Pranzo gourmet a base di pesce

Da tempo avevo in testa di organizzare questo pranzo gourmet, con piatti come piacciono a me. Ingredienti semplici ma combinati in modo raffinato e con contrasti di gusti e consistenze. Avevo solo bisogno di trovare le cavie giuste. Non ho dovuto aspettare molto, a fine aprile infatti arrivavano gli zii di mio marito dalla Sicilia e l’idea di invitarli da noi a pranzo era comunque già nell’aria.
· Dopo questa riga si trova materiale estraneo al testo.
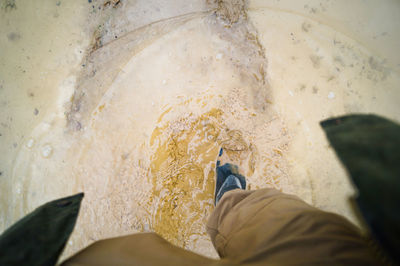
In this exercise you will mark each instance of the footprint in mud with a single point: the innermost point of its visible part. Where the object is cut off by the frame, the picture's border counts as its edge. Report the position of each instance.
(237, 151)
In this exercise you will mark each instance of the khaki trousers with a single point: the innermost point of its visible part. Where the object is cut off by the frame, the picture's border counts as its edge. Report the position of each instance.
(247, 228)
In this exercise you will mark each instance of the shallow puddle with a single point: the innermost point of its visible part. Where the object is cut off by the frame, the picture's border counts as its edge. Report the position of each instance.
(130, 102)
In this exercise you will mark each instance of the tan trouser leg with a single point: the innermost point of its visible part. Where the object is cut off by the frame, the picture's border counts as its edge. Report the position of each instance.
(267, 226)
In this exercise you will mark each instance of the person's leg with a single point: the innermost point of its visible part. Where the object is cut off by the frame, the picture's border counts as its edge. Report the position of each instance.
(267, 226)
(137, 249)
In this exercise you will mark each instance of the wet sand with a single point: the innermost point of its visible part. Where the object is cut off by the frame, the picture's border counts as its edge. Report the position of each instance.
(131, 101)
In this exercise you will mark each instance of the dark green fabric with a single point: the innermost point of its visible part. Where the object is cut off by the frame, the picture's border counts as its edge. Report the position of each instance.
(369, 147)
(40, 237)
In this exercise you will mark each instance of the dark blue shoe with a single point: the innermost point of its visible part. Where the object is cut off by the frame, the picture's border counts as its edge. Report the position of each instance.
(228, 178)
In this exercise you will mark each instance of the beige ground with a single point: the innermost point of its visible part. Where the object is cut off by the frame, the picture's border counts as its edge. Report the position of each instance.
(130, 102)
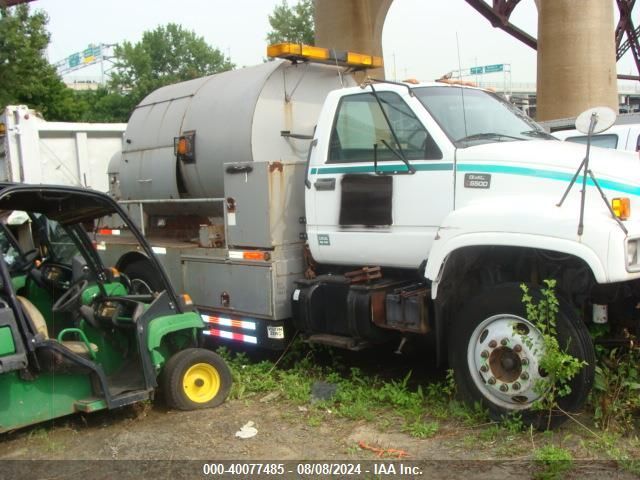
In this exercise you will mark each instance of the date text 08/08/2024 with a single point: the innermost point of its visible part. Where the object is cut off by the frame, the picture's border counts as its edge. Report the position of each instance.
(310, 468)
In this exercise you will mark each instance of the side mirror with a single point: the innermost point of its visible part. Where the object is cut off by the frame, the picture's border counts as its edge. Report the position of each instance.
(602, 117)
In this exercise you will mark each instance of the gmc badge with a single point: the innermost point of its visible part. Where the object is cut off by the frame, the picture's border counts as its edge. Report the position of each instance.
(477, 180)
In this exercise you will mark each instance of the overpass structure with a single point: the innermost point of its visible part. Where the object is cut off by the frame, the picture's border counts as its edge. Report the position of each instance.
(577, 44)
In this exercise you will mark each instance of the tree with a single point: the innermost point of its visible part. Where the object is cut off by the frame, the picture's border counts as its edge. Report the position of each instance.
(292, 24)
(166, 55)
(26, 77)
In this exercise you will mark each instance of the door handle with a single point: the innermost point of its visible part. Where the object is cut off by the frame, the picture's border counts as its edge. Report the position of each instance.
(325, 184)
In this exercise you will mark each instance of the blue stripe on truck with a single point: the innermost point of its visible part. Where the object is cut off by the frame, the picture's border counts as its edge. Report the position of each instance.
(480, 168)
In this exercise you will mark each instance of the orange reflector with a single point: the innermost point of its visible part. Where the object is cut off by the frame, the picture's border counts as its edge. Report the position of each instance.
(295, 51)
(359, 59)
(183, 146)
(253, 255)
(315, 53)
(282, 49)
(621, 207)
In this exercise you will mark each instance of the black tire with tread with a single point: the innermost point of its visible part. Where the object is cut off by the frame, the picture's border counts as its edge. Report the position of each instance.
(176, 367)
(572, 335)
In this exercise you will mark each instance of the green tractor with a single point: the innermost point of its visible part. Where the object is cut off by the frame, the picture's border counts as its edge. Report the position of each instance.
(76, 335)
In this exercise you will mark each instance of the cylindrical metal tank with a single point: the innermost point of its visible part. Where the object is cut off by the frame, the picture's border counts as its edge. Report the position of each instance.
(237, 116)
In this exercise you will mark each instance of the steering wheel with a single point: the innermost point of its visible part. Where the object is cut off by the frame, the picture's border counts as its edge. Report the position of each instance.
(70, 299)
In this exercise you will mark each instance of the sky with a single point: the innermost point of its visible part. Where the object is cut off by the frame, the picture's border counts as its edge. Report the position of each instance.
(422, 39)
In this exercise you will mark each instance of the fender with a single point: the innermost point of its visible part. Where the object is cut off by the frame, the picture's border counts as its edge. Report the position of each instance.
(516, 225)
(162, 326)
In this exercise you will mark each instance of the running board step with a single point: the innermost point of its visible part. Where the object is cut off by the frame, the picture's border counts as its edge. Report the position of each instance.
(338, 341)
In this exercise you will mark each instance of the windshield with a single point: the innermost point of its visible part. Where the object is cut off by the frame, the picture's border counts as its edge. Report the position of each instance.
(10, 251)
(470, 117)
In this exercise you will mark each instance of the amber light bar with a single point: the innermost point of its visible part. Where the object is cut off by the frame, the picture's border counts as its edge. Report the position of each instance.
(300, 52)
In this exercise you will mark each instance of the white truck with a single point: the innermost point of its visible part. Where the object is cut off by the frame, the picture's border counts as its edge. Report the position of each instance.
(284, 197)
(33, 150)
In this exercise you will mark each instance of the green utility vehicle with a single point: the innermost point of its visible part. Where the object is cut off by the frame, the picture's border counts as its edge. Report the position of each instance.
(77, 336)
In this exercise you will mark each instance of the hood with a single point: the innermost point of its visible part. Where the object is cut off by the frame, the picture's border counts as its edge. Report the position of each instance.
(615, 170)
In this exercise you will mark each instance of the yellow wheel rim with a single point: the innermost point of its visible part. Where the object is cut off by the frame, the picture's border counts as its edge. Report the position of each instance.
(201, 383)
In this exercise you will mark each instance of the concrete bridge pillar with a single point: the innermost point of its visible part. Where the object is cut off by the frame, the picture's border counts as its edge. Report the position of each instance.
(576, 57)
(354, 25)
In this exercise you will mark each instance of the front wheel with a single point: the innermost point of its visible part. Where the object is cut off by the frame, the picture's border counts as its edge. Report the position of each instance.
(495, 352)
(196, 378)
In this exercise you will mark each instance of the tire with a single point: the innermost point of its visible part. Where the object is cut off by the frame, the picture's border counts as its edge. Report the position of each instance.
(143, 280)
(195, 378)
(500, 377)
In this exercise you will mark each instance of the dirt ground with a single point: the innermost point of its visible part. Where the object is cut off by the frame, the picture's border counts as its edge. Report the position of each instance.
(285, 433)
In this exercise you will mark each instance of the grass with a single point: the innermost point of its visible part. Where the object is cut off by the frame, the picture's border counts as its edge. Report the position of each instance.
(359, 396)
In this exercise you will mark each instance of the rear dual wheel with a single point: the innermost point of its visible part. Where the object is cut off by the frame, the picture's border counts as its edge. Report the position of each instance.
(495, 353)
(196, 378)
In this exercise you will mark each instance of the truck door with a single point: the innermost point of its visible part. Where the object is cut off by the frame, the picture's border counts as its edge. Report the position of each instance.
(367, 208)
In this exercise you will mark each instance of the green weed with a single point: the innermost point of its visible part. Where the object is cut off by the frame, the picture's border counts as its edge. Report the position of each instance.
(553, 462)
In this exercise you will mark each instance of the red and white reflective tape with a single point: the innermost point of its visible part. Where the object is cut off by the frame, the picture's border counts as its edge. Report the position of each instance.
(229, 322)
(240, 337)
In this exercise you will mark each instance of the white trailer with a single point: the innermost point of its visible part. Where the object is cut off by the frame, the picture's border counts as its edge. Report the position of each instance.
(33, 150)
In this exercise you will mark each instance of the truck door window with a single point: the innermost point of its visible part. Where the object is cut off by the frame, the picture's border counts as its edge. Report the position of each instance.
(609, 140)
(360, 124)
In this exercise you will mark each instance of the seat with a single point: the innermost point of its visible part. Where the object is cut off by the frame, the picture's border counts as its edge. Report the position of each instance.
(79, 348)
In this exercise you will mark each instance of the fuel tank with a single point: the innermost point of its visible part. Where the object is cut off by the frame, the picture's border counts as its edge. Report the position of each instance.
(236, 116)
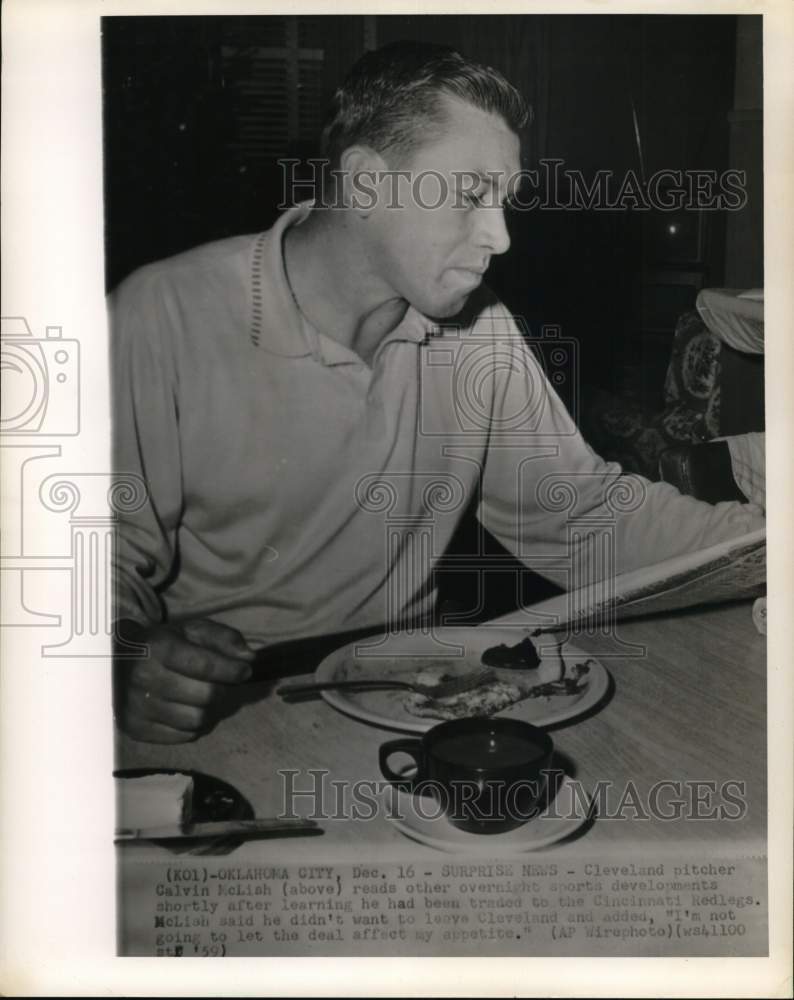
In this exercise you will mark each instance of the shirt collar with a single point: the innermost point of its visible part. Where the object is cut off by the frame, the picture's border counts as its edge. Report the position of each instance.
(289, 333)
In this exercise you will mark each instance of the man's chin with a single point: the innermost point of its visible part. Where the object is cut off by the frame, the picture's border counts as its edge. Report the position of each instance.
(450, 308)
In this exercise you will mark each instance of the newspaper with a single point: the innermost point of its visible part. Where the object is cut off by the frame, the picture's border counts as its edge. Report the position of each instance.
(733, 570)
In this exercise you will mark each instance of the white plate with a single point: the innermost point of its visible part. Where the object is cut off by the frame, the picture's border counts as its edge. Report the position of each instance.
(398, 656)
(418, 821)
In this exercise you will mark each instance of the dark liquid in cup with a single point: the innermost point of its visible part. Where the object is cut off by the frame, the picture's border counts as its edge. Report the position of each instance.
(487, 750)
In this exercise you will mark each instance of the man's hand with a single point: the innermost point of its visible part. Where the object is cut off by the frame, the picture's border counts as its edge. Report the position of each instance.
(174, 694)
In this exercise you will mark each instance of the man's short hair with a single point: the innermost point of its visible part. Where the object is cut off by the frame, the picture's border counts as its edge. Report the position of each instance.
(391, 100)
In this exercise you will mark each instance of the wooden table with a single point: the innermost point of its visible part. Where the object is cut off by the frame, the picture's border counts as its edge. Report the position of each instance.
(692, 709)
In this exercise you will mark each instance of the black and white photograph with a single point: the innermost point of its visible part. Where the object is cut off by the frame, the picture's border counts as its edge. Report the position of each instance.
(423, 557)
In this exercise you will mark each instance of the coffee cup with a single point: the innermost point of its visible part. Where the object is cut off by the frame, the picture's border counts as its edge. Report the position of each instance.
(487, 775)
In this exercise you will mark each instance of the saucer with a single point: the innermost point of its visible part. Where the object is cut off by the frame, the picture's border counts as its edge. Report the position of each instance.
(419, 821)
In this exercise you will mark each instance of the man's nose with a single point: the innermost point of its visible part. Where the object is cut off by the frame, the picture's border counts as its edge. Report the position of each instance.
(492, 229)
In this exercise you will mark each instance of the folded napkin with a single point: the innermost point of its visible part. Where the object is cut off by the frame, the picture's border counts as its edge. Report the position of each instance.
(153, 800)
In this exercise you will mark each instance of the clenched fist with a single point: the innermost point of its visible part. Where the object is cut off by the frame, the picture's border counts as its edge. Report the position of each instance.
(174, 693)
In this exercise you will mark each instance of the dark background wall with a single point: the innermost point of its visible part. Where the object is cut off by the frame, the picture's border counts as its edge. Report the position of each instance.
(198, 110)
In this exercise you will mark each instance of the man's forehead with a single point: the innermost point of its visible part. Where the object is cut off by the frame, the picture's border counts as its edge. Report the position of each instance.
(471, 140)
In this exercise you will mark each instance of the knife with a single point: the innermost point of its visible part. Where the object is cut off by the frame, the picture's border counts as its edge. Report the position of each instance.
(221, 828)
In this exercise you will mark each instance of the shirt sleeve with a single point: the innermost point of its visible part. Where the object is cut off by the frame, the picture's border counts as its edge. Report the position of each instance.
(563, 510)
(145, 443)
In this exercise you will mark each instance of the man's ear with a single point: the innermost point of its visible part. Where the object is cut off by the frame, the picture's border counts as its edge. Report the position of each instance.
(361, 170)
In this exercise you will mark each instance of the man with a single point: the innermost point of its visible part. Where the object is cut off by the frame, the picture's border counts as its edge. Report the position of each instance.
(313, 407)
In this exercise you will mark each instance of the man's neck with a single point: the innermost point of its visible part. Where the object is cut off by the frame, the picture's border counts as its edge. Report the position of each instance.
(333, 286)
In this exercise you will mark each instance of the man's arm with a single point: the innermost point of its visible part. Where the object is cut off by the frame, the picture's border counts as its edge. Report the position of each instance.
(546, 480)
(169, 679)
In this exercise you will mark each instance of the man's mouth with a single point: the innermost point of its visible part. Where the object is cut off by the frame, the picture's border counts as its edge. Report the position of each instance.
(471, 273)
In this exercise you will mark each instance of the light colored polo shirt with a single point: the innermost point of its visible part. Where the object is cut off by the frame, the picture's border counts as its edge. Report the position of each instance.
(295, 491)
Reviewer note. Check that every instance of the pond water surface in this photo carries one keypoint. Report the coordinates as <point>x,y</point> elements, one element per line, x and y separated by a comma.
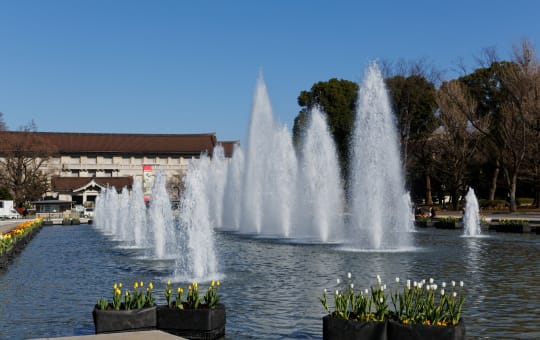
<point>271,288</point>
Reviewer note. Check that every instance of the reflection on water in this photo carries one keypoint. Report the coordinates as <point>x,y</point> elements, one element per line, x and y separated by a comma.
<point>270,288</point>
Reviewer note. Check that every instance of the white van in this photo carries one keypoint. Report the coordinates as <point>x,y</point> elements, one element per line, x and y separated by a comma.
<point>7,210</point>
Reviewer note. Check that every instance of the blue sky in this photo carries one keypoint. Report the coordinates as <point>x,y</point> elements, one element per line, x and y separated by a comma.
<point>191,66</point>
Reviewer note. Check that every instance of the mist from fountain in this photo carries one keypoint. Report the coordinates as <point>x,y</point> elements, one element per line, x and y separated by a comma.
<point>471,218</point>
<point>197,256</point>
<point>380,216</point>
<point>124,228</point>
<point>215,185</point>
<point>320,194</point>
<point>137,216</point>
<point>233,191</point>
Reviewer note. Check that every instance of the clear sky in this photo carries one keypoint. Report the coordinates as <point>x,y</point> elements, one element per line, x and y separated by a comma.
<point>178,66</point>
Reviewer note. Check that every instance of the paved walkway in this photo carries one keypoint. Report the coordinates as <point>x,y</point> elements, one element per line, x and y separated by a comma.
<point>143,335</point>
<point>7,225</point>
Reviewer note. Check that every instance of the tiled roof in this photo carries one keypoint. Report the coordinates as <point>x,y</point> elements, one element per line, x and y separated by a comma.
<point>228,147</point>
<point>70,183</point>
<point>70,143</point>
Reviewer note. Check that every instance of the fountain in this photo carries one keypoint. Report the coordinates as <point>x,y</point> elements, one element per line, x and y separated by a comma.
<point>137,216</point>
<point>380,217</point>
<point>161,217</point>
<point>471,218</point>
<point>270,192</point>
<point>233,191</point>
<point>270,172</point>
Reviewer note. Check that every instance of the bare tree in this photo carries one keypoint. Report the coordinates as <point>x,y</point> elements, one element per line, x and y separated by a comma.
<point>456,140</point>
<point>23,154</point>
<point>3,126</point>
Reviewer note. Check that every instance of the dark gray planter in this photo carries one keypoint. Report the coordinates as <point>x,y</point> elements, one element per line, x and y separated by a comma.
<point>202,323</point>
<point>341,329</point>
<point>111,321</point>
<point>396,330</point>
<point>337,328</point>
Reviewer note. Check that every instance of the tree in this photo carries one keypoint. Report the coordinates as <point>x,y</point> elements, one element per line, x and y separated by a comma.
<point>337,98</point>
<point>413,102</point>
<point>23,153</point>
<point>3,126</point>
<point>510,114</point>
<point>456,141</point>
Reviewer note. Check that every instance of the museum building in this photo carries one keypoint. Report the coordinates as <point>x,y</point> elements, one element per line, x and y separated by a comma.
<point>83,164</point>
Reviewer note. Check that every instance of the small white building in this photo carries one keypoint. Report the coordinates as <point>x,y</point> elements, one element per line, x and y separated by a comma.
<point>84,163</point>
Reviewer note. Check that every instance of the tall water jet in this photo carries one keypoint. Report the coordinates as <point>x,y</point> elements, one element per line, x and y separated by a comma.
<point>161,217</point>
<point>321,189</point>
<point>261,129</point>
<point>471,218</point>
<point>279,186</point>
<point>197,256</point>
<point>379,214</point>
<point>137,215</point>
<point>232,199</point>
<point>125,232</point>
<point>216,184</point>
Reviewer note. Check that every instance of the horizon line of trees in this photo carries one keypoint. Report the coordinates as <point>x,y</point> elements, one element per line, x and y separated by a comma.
<point>481,130</point>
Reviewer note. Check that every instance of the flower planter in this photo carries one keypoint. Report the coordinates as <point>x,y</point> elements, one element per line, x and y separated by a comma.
<point>201,323</point>
<point>448,225</point>
<point>110,321</point>
<point>396,330</point>
<point>518,228</point>
<point>341,329</point>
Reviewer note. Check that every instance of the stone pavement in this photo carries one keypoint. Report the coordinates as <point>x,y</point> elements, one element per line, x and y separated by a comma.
<point>7,225</point>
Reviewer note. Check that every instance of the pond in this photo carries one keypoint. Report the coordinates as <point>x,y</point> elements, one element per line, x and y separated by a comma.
<point>271,288</point>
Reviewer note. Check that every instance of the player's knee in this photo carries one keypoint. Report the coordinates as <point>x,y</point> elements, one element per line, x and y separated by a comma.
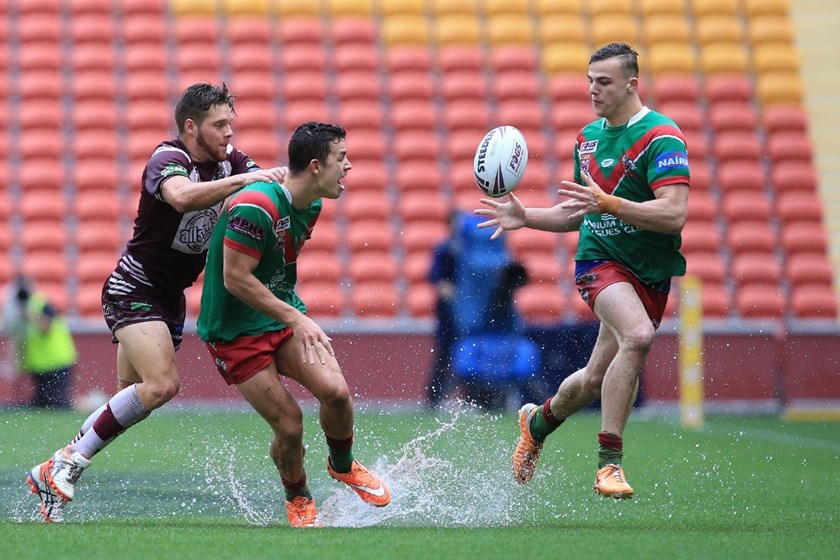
<point>336,396</point>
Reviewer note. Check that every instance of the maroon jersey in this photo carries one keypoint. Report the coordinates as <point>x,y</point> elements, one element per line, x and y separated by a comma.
<point>168,249</point>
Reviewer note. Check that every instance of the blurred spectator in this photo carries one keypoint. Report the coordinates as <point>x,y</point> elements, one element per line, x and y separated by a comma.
<point>442,277</point>
<point>42,344</point>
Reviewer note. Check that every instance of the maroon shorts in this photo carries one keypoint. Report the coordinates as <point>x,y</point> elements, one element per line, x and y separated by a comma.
<point>593,280</point>
<point>239,360</point>
<point>125,301</point>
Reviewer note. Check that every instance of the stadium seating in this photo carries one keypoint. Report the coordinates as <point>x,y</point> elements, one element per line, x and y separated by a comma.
<point>417,83</point>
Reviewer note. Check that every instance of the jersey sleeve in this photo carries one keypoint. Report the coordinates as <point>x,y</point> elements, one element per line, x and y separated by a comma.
<point>667,161</point>
<point>164,163</point>
<point>251,216</point>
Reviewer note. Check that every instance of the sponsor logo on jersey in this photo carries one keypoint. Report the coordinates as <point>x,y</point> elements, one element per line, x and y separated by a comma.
<point>242,226</point>
<point>672,160</point>
<point>174,169</point>
<point>588,147</point>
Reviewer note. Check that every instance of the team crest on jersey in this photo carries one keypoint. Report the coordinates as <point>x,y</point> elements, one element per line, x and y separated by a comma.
<point>630,168</point>
<point>280,229</point>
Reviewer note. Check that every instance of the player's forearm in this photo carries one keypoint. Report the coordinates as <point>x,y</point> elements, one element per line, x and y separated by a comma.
<point>554,219</point>
<point>198,196</point>
<point>251,291</point>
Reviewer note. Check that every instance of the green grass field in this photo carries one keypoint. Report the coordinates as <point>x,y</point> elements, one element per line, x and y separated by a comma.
<point>198,484</point>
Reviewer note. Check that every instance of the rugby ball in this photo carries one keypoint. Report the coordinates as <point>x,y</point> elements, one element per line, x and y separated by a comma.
<point>500,161</point>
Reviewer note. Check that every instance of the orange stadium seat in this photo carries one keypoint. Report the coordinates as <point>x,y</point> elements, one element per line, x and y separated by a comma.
<point>540,303</point>
<point>404,30</point>
<point>457,29</point>
<point>419,206</point>
<point>369,235</point>
<point>760,302</point>
<point>750,237</point>
<point>249,30</point>
<point>411,86</point>
<point>417,145</point>
<point>666,28</point>
<point>358,85</point>
<point>98,205</point>
<point>372,266</point>
<point>770,29</point>
<point>47,235</point>
<point>413,116</point>
<point>418,176</point>
<point>363,114</point>
<point>353,31</point>
<point>420,237</point>
<point>460,58</point>
<point>322,300</point>
<point>356,57</point>
<point>814,302</point>
<point>374,299</point>
<point>44,176</point>
<point>708,266</point>
<point>366,205</point>
<point>367,178</point>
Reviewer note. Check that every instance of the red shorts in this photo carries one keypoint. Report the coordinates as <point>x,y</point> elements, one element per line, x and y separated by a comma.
<point>241,359</point>
<point>596,279</point>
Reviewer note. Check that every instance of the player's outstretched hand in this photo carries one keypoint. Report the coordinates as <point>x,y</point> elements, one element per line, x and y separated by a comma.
<point>588,198</point>
<point>313,340</point>
<point>503,215</point>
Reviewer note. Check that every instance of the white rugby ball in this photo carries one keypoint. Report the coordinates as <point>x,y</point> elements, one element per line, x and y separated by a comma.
<point>500,161</point>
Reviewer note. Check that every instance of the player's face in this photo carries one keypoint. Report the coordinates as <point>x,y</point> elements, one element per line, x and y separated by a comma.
<point>214,133</point>
<point>334,170</point>
<point>608,88</point>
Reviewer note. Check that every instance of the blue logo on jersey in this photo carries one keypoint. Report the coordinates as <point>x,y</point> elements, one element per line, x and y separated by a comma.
<point>672,160</point>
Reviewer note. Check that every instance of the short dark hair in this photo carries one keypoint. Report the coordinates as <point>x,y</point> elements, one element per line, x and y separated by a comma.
<point>197,100</point>
<point>628,56</point>
<point>312,141</point>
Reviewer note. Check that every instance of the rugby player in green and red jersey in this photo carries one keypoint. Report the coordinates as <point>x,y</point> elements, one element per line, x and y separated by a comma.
<point>629,202</point>
<point>256,327</point>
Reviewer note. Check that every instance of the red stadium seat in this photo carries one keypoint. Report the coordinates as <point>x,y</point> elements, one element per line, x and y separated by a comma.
<point>540,304</point>
<point>746,206</point>
<point>708,266</point>
<point>809,268</point>
<point>760,302</point>
<point>322,299</point>
<point>372,266</point>
<point>804,238</point>
<point>322,267</point>
<point>756,268</point>
<point>814,302</point>
<point>407,86</point>
<point>750,237</point>
<point>374,300</point>
<point>701,237</point>
<point>793,175</point>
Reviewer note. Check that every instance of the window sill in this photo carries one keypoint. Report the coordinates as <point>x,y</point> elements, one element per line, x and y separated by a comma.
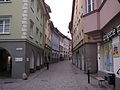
<point>6,2</point>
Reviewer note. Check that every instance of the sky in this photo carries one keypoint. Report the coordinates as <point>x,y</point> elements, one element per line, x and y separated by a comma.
<point>61,14</point>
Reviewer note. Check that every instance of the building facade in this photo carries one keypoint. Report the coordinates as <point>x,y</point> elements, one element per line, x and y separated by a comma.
<point>48,33</point>
<point>82,44</point>
<point>104,29</point>
<point>66,49</point>
<point>22,25</point>
<point>55,45</point>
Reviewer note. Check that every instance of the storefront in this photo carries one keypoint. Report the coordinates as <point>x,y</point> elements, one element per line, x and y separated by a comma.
<point>109,52</point>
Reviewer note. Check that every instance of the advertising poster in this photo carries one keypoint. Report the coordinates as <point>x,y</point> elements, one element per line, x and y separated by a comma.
<point>108,57</point>
<point>116,50</point>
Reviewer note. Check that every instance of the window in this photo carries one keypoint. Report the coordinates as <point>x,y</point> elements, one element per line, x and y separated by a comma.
<point>102,1</point>
<point>4,25</point>
<point>5,0</point>
<point>31,27</point>
<point>40,38</point>
<point>90,5</point>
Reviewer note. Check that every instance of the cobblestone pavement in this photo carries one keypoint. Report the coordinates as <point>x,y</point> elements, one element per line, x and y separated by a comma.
<point>60,76</point>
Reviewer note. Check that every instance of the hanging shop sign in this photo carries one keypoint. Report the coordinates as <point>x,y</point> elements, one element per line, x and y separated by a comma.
<point>112,33</point>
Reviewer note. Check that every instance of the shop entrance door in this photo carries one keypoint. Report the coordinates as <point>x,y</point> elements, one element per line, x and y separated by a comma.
<point>5,63</point>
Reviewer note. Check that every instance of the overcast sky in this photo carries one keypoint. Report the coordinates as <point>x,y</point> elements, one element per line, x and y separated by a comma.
<point>61,14</point>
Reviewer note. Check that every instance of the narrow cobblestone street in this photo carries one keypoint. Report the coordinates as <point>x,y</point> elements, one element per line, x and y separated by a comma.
<point>60,76</point>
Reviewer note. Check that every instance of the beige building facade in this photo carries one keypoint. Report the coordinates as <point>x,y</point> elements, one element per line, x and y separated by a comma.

Su facebook più volte zia Teresa mi aveva detto di volere assaggiare i miei piatti prima o poi e quindi perchè non provare a sperimentare proprio con loro? Si certo, non avevano mai mangiato nulla di simile; qui avevano sempre mangiato i piatti della tradizione e lì in Sicilia ogni volta che siamo andati abbiamo sempre mangiato piatti sempre tradizionali o da rosticceria (o mamma la rosticceria palermitana… che ricordi sublimi). Ma perchè non provare?

Una volta arrivati gli zii, li abbiamo invitati ed io ho giustamente domandato loro se preferivano un pranzo con le mie ricette gourmet o qualcosa di più normale e tradizionale. Quando la risposta è stata “no no, sicuramente le tue ricette coi tuoi bei piatti” mi si è aperto un mondo di idee. Ho cercato qui e là ricette che si allineassero a ciò che avevo in testa. Un menù limitato, qualche antipasto, un primo, un secondo e un contorno, ma ben impiattati e curati. Dovevano colpire, rimanere impressi.

Avremo avuto una settimana piena. Gli zii erano arrivati in Sardegna per una specie di reunion familiare che prevedeva pranzi e cene continui, quindi il mio pranzo, che arrivava dopo questa settimana di abbuffate, non poteva essere ricchissimo. E avrei avuto anche poco tempo per prepararlo, visto che anche noi eravamo ampiamente coinvolti in questa reunion.

Alla fine ho deciso di sfidare la sorte e fare almeno un antipasto a base di uovo (la zia di mio marito non ne va matta, ma volevo farle cambiare idea) e seppie, un cannolo e qualcosa con la granita (per richiamare alla mente la loro Sicilia), un primo al nero di seppia, un secondo di grande impatto visivo e un’insalta a chiudere. Niente dolce, ne avremo mangiati fin troppi nella settimana precedente.

Alla fine il pranzo è stato un successo. Gli zii si sono prestati felicemente a farmi da cavia su queste mie sperimentazioni gourmet e dai loro commenti e sorrisi credo ne siano usciti più che soddisfatti. Sono contenta abbiano avuto coraggio di sperimentare. I piatti della tradizione sono spettacolari, niente da dire. Ma è anche vero che oggi la cucina ha subito un’evoluzione straordinaria, gli ingredienti possono essere combinati in milioni di modi diversi per ottenere soluzioni olfattive, visive e gustative meravigliose. Sfruttiamo tutte le possibilità che la nostra terra e nostri mari ci offrono. Non limitiamoci a quello che già conosciamo. Apriamo i nostri orizzonti. E questo vale per tutto, non solo per la cucina.